# Open Jackson network expected customers and distribution

I have a stochastic modelling test tomorrow, I'm stuck on one practice question. We have an open Jackson network which is as follows:

Arrivals in queue 1 are a Poisson process with rate $\lambda$. After being served, they go to queue 2 with probability $p$, with probability $1-p$ they go to queue 3. After being served at queue 2 they go back to queue 1 with probability $q$, with probability $1-q$ they go to queue 3. After being served at queue 3, customers leave the system. The service times at the three queues are exponential with rate 3. All the queues have an infinite amount of servers.

Here are the routing equations I calculated:

$\gamma_1 = \frac{\lambda}{1-pq}$

$\gamma_2 = \frac{p\lambda}{1-pq}$

$\gamma_3 = \frac{1}{1-pq}$

At an individual level these now count as arrival rates for the queues (if I understand correctly).

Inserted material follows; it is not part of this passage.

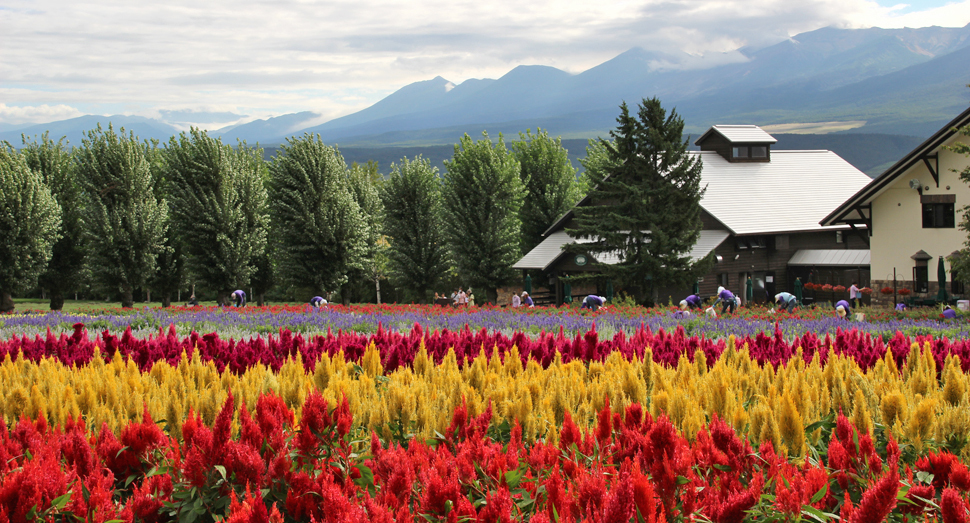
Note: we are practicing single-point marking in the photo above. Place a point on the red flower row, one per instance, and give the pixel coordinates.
(629, 467)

The question I struggle with is as follows: Determine the expected total number of customers in the system in terms of $\lambda, p$ and $q$.

Should I determine $\mathbb{E}L_1$, $\mathbb{E}L_2$ and $\mathbb{E}L_3$ individually and just sum them? If this is the case I think I can just use $\mathbb{E}L_i = \gamma_i\mathbb{E}S$ because of Little's Law? (L is number of customers in system and S is service time).